The `Run` function is the agent's main execution loop and has a cyclomatic complexity of 80 — far above any acceptable threshold. This single function accounts for a disproportionate share of the total agent package complexity.

_Recommended action:_ Decompose `Run` into smaller, focused helpers. Identify the distinct phases (message preparation, tool detection, tool call dispatch, response handling) and extract each into a named method. Aim for each extracted function to have a complexity under 10.

You’ll find a complete example of this analysis report here: analysis-main-20260306-0442.md

Improvement steps

Based on this analysis report, I’ll be able to identify the improvement points to work on first. If I observe a dramatic downward trend in my code quality, I’ll stop developing new features and focus on improving code quality (manually and/or with the help of AI).

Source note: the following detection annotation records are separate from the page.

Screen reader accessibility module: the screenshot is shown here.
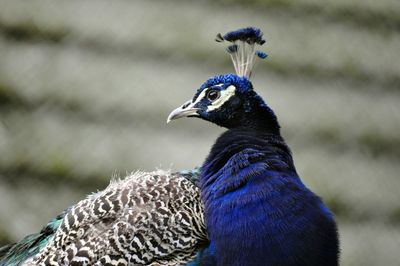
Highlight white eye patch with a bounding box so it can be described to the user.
[208,85,236,111]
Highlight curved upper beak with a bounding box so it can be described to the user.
[167,100,199,123]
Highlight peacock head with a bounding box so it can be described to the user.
[167,28,279,132]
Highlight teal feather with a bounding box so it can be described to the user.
[0,209,69,266]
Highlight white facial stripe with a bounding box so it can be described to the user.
[191,90,206,106]
[208,85,236,111]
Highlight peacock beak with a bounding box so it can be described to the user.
[167,100,199,124]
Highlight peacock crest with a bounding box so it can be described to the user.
[215,27,268,78]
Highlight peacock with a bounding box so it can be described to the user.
[0,27,339,266]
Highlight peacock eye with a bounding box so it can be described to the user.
[206,90,221,102]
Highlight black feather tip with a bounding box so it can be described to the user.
[215,27,265,45]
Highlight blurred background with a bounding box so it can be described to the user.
[0,0,400,265]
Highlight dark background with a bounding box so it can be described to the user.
[0,0,400,265]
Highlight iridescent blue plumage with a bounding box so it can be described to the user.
[183,28,339,266]
[0,28,339,266]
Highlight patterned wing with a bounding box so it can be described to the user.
[24,171,207,265]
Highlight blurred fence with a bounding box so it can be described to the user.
[0,0,400,265]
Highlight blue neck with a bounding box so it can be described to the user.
[200,128,337,265]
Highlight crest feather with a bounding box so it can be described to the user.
[215,27,268,78]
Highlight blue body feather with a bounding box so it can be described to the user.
[198,129,338,265]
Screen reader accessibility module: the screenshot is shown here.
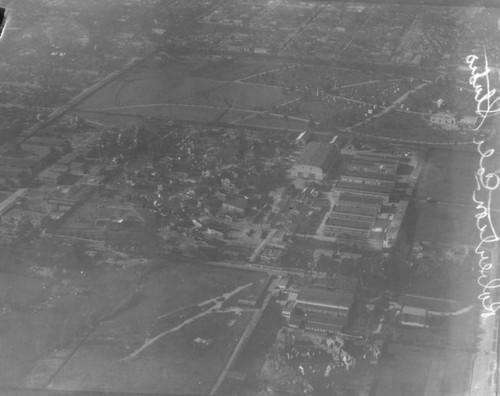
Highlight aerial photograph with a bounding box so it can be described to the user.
[0,0,500,396]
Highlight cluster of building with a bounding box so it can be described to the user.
[324,151,406,250]
[278,276,358,334]
[155,1,475,67]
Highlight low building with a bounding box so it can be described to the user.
[222,198,248,215]
[295,131,313,146]
[0,188,27,216]
[290,142,339,180]
[296,288,354,324]
[333,275,359,293]
[341,170,396,186]
[335,181,396,202]
[38,164,69,186]
[429,112,458,130]
[399,306,429,327]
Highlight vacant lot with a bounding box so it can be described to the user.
[417,150,479,206]
[373,344,471,396]
[415,204,479,245]
[76,55,288,122]
[0,252,265,394]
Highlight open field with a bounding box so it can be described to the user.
[417,150,486,206]
[353,110,472,143]
[0,246,265,394]
[371,344,470,396]
[76,54,288,122]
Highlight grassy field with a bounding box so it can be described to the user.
[417,149,479,206]
[0,249,265,394]
[373,344,470,396]
[415,204,479,245]
[354,110,472,143]
[76,56,288,122]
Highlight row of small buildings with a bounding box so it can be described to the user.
[324,152,400,250]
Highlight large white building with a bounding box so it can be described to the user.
[290,142,339,180]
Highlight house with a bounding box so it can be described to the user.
[295,131,313,146]
[21,136,71,154]
[341,170,396,186]
[429,111,458,130]
[281,301,295,319]
[296,288,354,331]
[38,164,69,186]
[2,208,48,227]
[458,116,477,130]
[399,305,429,327]
[347,151,401,175]
[222,197,248,216]
[290,142,339,180]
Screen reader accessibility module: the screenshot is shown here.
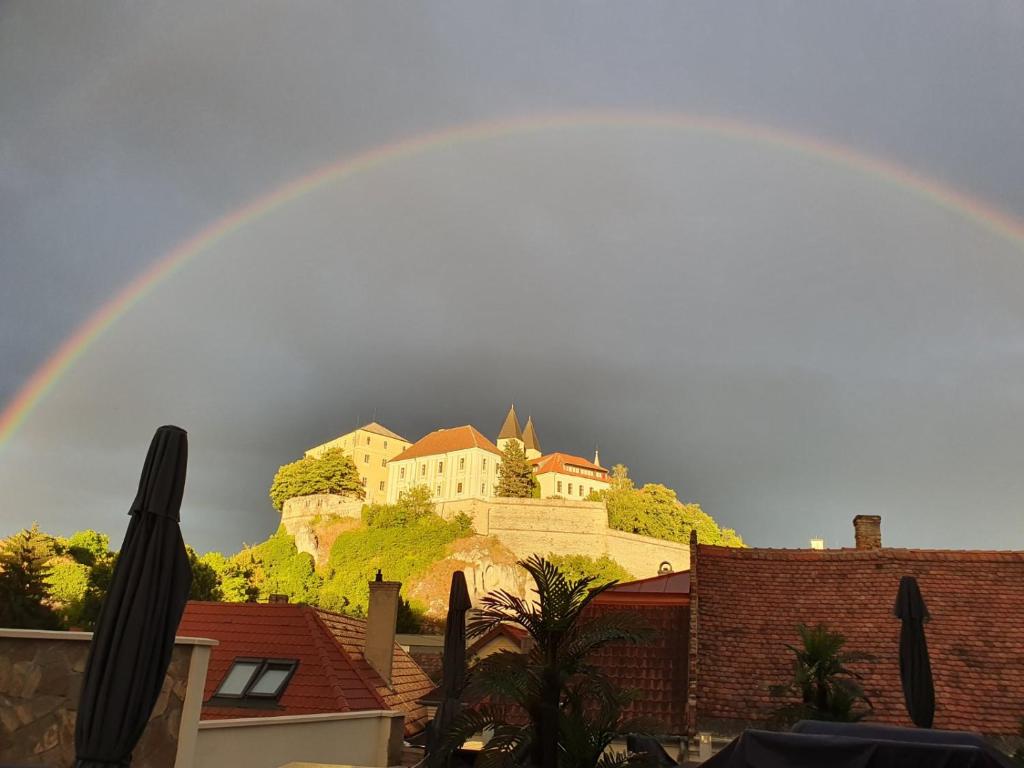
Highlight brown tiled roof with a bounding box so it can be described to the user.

And I’ll iterate until I get a satisfying upward trend in my code quality.

Also here, create a new branch to do it, and make sure there are no regressions, especially if you have your AI do the refactoring.

Conclusion

I’ve been doing this for a few days now, on a development project that has been alive for several months, and on a brand new project. On the older project, the analysis and refactoring sessions are long (I had never done it before, so of course…), but clearly my code has gained in quality and maintainability and I understand it better. On the newer project, it’s easier and I feel it helps me keep control (if I manage to stay disciplined to the end).


So whatever tool you use for “code quality analysis”, whatever code agent you use for development, I encourage you to put in place this small quality control procedure which is not as constraining as it sounds and will make you find interest in your project again, and above all help you understand your code and maintain it more easily.